In order that the resultant path on superimposing two mutually perpendicular SHM be a circle, the conditions are that

To determine the conditions under which the resultant path of two mutually perpendicular simple harmonic motions (SHM) is a circle, we can follow these steps: ### Step-by-Step Solution: 1. **Define the SHM Equations**: Let's consider two simple harmonic motions along the x and y axes: - For the x-axis: \( x = A \sin(\omega t) \) - For the y-axis: \( y = A \cos(\omega t) \) 2. **Square and Add the Equations**: To find the resultant motion, we can square both equations and add them: \[ x^2 + y^2 = (A \sin(\omega t))^2 + (A \cos(\omega t))^2 \] 3. **Use the Pythagorean Identity**: Applying the Pythagorean identity \( \sin^2(\theta) + \cos^2(\theta) = 1 \): \[ x^2 + y^2 = A^2 (\sin^2(\omega t) + \cos^2(\omega t)) = A^2 \] 4. **Resultant Motion**: The equation \( x^2 + y^2 = A^2 \) represents a circle with radius \( A \).
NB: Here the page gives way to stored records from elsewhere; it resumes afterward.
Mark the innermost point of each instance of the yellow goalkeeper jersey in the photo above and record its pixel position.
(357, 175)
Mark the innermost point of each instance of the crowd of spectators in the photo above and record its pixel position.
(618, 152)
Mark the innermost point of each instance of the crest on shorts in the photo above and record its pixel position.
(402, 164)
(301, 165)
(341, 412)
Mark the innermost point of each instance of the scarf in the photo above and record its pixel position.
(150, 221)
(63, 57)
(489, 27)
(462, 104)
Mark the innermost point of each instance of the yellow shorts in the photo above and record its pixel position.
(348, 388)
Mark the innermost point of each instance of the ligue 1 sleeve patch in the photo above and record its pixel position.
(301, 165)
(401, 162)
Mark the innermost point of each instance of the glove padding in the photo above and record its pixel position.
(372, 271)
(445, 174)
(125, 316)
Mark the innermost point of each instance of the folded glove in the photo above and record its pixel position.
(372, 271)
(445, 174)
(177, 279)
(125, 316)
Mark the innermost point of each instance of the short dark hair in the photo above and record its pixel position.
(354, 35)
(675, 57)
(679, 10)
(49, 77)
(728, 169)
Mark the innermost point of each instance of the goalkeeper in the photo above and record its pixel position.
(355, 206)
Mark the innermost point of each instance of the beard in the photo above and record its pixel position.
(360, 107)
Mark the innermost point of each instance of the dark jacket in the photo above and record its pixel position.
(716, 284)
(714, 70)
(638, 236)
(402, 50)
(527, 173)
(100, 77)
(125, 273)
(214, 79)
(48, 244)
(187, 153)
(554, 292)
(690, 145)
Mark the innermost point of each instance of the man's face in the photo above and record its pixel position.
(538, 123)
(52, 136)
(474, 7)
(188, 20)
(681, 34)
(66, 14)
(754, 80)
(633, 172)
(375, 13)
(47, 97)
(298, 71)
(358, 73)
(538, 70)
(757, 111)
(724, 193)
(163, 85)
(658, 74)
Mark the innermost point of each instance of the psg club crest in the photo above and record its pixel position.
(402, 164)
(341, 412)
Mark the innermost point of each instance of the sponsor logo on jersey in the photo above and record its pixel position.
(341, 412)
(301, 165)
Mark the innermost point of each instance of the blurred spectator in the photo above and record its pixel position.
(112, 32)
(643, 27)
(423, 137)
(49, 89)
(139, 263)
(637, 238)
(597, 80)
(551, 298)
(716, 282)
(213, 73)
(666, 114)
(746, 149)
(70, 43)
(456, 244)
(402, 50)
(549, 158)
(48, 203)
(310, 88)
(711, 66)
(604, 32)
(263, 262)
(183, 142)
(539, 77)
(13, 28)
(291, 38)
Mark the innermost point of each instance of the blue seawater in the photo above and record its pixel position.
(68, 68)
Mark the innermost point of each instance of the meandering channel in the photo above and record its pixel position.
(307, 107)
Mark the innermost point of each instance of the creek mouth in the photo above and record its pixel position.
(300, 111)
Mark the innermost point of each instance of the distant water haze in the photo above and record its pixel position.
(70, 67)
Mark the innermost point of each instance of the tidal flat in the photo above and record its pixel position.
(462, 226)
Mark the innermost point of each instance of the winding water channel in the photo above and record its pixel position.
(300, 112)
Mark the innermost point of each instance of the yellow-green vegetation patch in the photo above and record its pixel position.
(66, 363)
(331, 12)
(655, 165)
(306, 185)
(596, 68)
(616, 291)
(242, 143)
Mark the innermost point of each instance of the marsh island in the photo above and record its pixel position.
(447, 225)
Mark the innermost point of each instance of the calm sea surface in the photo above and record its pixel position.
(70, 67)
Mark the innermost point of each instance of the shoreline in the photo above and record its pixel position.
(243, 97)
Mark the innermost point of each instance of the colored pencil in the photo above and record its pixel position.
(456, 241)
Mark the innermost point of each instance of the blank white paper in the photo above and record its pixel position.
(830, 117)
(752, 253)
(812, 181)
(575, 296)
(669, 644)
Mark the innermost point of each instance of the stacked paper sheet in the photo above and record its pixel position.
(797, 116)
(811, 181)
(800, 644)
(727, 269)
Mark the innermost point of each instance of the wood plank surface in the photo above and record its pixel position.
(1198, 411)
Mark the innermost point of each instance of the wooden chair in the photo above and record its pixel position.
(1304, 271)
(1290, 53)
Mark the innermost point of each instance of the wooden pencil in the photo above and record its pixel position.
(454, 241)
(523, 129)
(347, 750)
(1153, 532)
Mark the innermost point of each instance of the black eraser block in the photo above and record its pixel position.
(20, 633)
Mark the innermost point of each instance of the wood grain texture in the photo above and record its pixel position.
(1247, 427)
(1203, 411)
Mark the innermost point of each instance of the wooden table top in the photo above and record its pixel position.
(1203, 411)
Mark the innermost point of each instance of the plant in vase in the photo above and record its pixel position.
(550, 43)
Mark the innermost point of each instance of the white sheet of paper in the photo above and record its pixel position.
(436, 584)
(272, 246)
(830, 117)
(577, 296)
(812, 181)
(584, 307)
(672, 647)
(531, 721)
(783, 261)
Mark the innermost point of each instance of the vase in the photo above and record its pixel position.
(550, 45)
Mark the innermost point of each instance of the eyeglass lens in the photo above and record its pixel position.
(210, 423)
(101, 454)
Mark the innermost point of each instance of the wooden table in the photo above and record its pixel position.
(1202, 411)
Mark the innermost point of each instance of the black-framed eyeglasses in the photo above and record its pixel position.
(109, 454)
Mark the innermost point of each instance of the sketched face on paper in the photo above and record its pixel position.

This shows that the resultant path is indeed a circle. 5. **Conditions for Circular Motion**: - **Same Amplitude**: The amplitudes of both SHMs must be equal, i.e., \( A_x = A_y = A \). - **Phase Difference**: The phase difference between the two SHMs must be \( 90^\circ \) or \( \frac{\pi}{2} \) radians. This means if one SHM is represented by \( \sin(\omega t) \), the other must be represented by \( \cos(\omega t) \). ### Conclusion: For the resultant path of two mutually perpendicular SHMs to be a circle, the conditions are: - The amplitudes of both SHMs must be equal. - The phase difference between the two SHMs must be \( 90^\circ \) (or \( \frac{\pi}{2} \) radians).